Schulformen: In der Regel eine Klasse pro Schulstufe an ausgewählten Hauptschulen.
Aufnahme: Erfolgreicher Abschluss der 4. Stufe Volksschule
Allgemeinbildende höhere Schule (4 – 8 Jahre)
Lehrinhalt: Vermittlung von umfassender und vertiefter Allgemeinbildung sowie
Förderung diverser Schlüsselqualifikationen (Sprachen, Sozialkompetenz,
Naturwissenschaft, Musisch-Kreatives, Geisteswissenschaft, etc.).
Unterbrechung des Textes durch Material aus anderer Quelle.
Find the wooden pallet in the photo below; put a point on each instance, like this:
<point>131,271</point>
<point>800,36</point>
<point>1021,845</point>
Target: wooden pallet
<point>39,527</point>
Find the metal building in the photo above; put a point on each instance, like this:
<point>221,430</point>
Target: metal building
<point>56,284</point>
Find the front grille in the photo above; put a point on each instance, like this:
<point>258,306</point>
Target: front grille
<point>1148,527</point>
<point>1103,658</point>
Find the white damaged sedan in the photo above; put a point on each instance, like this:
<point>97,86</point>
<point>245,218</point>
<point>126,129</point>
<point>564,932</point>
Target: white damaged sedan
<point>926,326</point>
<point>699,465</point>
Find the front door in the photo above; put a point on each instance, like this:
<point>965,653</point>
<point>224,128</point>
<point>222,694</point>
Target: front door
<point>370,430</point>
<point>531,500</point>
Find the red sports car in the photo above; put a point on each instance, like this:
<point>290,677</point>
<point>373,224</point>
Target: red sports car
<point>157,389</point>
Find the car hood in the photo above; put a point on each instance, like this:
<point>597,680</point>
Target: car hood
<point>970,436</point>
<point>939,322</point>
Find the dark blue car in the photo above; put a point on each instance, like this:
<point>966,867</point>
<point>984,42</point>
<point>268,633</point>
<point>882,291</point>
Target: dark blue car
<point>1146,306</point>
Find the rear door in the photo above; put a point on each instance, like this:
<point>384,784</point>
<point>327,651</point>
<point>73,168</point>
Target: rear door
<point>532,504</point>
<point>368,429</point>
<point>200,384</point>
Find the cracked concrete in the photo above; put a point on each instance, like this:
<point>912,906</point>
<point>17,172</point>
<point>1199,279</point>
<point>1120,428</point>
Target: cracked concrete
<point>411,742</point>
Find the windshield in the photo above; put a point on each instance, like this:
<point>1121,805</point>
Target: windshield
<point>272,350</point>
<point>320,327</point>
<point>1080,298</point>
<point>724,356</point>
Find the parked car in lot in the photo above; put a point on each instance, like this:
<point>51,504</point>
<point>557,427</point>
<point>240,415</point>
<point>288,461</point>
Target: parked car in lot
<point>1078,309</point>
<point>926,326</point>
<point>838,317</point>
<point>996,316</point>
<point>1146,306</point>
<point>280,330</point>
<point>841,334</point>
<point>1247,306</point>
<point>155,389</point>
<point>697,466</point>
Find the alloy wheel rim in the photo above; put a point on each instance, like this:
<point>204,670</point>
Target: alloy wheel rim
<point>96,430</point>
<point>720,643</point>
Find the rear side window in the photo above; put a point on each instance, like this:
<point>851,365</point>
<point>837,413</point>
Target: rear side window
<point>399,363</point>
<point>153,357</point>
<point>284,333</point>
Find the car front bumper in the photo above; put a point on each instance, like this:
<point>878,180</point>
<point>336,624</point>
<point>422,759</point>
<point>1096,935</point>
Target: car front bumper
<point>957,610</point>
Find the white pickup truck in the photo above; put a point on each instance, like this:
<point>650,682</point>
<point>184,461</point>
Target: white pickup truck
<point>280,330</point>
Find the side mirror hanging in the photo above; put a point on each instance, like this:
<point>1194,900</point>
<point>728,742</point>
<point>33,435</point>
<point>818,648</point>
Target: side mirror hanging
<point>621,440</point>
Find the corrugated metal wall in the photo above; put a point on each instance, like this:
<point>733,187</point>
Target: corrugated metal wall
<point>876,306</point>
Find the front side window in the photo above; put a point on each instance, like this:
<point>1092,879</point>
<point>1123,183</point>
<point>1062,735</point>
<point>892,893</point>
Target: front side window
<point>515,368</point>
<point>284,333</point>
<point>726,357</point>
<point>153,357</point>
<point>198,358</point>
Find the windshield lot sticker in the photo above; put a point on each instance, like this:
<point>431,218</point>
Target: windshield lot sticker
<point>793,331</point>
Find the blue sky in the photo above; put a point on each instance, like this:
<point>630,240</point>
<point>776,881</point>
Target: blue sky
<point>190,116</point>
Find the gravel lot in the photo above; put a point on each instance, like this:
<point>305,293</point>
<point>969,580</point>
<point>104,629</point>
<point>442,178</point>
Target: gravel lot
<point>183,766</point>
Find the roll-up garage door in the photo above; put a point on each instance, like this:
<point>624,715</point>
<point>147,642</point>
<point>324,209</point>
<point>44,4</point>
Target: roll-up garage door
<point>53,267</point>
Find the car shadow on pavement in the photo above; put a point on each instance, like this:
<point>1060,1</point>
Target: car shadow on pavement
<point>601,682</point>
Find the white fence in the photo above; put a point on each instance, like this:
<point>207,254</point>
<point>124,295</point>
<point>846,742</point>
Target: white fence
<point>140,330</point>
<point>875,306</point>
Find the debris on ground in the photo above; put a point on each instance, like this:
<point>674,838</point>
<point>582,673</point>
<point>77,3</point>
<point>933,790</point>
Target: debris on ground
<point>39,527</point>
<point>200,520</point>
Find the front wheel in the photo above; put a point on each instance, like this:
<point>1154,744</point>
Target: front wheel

Die AHS
schließt mit der Reifeprüfung (Matura) ab, womit die SchülerInnen die
Hochschulreife erlangen.
Schulformen: Gymnasium – Fokus auf Sprachen und Geisteswissenschaften
Realgymnasium – Fokus auf Naturwissenschaften und Mathematik
Wirtschaftskundliches Realgymnasium – Fokus auf ökonomische und
lebenskundliche Inhalte.
Sonderformen der AHS setzen beispielsweise einen Schwerpunkt in Musik
oder Sport.
Aufnahme: Erfolgreicher Abschluss der 4. Stufe Volksschule sowie in den Fächern
Deutsch, Lesen und Mathematik eine Beurteilung mit „Sehr gut“ oder „Gut“.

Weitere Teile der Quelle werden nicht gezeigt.